I followed this simple guide and python code, works fine locally. But errors on line 22 when I try to publish:
Dynamically read Zip file contents using Alteryx – Karthik's BI Musings (karthikvankadara.com)
It gets to validating and then bombs with this long error that appears to be related to using the .any() command in python.
I've had good success with similar workflows so really struggling on this one. Any ideas?
Error:
RuntimeError Traceback (most recent call last)
in
----> 1 data = Alteryx.read('#1')
e:\program files\alteryx\bin\miniconda3\envs\designerbasetools_venv\lib\site-packages\ayx\export.py in read(incoming_connection_name, debug, **kwargs)
33 When running the workflow in Alteryx, this function will convert incoming data streams to pandas dataframes when executing the code written in the Python tool. When called from the Jupyter notebook interactively, it will read in a copy of the incoming data that was cached on the previous run of the Alteryx workflow.
34 """
---> 35 return __CachedData__(debug=debug).read(incoming_connection_name, **kwargs)
36
37
e:\program files\alteryx\bin\miniconda3\envs\designerbasetools_venv\lib\site-packages\ayx\CachedData.py in read(self, incoming_connection_name)
304 try:
305 # get the data from the sql db (if only one table exists, no need to specify the table name)
--> 306 data = db.getData()
307 # print success message
308 print("".join(["SUCCESS: ", msg_action]))
e:\program files\alteryx\bin\miniconda3\envs\designerbasetools_venv\lib\site-packages\ayx\Datafiles.py in getData(self, data, metadata)
498 if data is None:
499 # read in data as a list of numpy ndarrays
--> 500 data = self.connection.read_nparrays()

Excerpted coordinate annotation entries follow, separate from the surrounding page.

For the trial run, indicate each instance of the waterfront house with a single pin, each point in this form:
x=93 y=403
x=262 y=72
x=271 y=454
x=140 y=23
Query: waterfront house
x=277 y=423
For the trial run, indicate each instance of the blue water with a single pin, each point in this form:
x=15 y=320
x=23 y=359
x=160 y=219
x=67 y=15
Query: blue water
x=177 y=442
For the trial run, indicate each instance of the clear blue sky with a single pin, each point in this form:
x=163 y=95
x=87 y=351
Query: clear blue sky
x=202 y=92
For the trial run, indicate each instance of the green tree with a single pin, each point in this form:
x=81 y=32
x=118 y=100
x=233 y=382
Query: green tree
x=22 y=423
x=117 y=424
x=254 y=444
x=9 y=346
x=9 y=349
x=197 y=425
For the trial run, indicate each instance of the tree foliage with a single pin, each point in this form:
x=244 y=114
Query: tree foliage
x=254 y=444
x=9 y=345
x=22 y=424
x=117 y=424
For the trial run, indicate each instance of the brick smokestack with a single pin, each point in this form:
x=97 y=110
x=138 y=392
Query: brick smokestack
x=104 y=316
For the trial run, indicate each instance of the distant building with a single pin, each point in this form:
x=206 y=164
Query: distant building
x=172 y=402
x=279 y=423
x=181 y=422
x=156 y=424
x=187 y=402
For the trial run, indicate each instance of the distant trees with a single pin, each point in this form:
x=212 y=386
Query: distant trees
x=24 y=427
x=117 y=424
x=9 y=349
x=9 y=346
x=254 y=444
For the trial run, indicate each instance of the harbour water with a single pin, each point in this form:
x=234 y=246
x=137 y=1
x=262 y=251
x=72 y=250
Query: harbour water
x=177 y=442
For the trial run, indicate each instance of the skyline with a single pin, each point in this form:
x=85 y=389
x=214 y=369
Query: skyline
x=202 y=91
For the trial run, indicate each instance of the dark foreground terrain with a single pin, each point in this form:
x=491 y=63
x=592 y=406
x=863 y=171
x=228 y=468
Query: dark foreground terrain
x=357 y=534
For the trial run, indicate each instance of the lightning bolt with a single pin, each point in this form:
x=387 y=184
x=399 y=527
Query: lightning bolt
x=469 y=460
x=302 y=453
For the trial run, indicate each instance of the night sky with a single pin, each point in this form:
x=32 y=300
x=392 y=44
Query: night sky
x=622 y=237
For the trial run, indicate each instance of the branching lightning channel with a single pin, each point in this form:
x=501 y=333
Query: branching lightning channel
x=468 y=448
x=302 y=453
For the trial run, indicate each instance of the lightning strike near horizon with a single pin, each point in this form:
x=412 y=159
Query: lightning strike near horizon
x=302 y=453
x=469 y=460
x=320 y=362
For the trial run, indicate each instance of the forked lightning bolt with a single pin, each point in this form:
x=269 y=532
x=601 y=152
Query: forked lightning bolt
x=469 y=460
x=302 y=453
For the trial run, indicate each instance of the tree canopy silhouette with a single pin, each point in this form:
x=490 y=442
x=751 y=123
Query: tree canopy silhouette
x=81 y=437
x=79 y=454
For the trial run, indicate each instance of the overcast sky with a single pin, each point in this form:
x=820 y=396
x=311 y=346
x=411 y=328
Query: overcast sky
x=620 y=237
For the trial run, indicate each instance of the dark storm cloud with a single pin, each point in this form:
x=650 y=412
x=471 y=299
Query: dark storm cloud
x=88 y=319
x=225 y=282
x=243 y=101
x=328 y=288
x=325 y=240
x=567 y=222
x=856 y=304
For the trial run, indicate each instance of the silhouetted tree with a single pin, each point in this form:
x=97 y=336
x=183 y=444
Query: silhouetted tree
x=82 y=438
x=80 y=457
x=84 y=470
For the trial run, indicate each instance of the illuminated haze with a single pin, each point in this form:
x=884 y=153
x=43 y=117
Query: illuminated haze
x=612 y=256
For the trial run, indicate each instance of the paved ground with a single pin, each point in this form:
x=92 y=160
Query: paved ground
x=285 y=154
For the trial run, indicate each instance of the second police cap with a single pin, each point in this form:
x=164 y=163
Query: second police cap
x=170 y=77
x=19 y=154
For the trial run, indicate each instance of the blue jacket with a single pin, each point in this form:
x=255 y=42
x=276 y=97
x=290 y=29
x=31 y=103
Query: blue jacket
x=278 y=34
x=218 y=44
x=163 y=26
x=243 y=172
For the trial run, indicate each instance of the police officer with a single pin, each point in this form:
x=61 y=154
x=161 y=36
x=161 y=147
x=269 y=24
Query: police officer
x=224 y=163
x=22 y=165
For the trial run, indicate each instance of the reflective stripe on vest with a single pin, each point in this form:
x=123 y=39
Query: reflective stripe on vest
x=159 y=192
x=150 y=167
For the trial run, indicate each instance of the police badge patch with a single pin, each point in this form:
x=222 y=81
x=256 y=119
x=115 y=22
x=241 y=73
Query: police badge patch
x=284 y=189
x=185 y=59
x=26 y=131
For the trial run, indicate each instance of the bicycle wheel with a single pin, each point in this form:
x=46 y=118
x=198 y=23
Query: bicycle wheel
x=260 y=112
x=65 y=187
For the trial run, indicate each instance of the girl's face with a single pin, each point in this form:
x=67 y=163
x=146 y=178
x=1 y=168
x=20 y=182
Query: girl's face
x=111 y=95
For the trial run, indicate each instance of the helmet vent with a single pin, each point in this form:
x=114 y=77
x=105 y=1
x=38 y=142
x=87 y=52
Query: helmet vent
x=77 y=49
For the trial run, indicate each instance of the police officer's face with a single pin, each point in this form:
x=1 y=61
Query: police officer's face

501 # check if data is a list of numpy structs
502 elif isinstance(data, list) and all(
RuntimeError: DataWrap2WrigleyDb::GoRecord: Attempt to seek past the end of the file
[ME_DI_20210817_ClarifyCompNetworkZipLoad.yxmd] Tool 7 - ---------------------------------------------------------------------------
NameError Traceback (most recent call last)
in
1 # we need to use .any() component as data read would be in the form
2 # of record set and we need to take one row out of it
----> 3 zip_file_path = data['FullPath'].any()
4 temp_file_path = data['TempPath'].any()
5
NameError: name 'data' is not defined
The only thing slightly different is my formula to input the temp path is called FullPath instead of just "Path".
I would upload the workflow but my organization blocks file uploads. Here is my exact python copied:
# List all non-standard packages to be imported by your
# script here (only missing packages will be installed)
from ayx import Package
#Package.installPackages(['pandas','numpy'])
#################################
# List all non-standard packages to be imported by your
# script here (only missing packages will be installed)
#Package.installPackages(['pandas','numpy'])
from csv import reader
import pandas as pd
import os
from zipfile import ZipFile
from ayx import Alteryx
data = Alteryx.read('#1')
# we need to use .any() component as data read would be in the form
# of record set and we need to take one row out of it
zip_file_path = data['FullPath'].any()
temp_file_path = data['TempPath'].any()
#declare variables
extensions = ['.csv']
#################################
# Create a ZipFile Object and load *.zip in it
with ZipFile(zip_file_path, 'r') as zipObj:
# Extract all the contents of zip file from TempPath directory
zipObj.extractall(temp_file_path)
#################################
# variable to hold list of paths for the extracted csv files
file_list = []
#loop through all the files in the directory
for root, dirnames, filenames in os.walk(temp_file_path):
for file in filenames:
#get file extension and name
fname, fext = os.path.splitext(file)
#parse the file only if the extension is of desired extensions
if fext in extensions:
#open the file and read contents
filepath = os.path.join(root, file)
file_list.append(filepath)
# get the combined data
combined_csv = pd.concat( [ pd.read_csv(f) for f in file_list ])
# delete the files post processing
filenames = os.listdir(temp_file_path)
for filename in filenames:
if filename.endswith(".csv"):
os.remove(os.path.join(temp_file_path, filename))
#################################
Alteryx.write(combined_csv, 1)
It looks like it's failing on this line:
temp_file_path = data['TempPath'].any()
but this line was fine:
zip_file_path = data['FullPath'].any()
So do you have an input named FullPath and an input name TempPath ?
Yea, I'm using a Dir tool which has the FilePath column and then a formula tool to add the TempPath variable. If I browse after the formula tool, you can see all the columns just fine. It also works locally, just gives this error on the server, which is quite strange.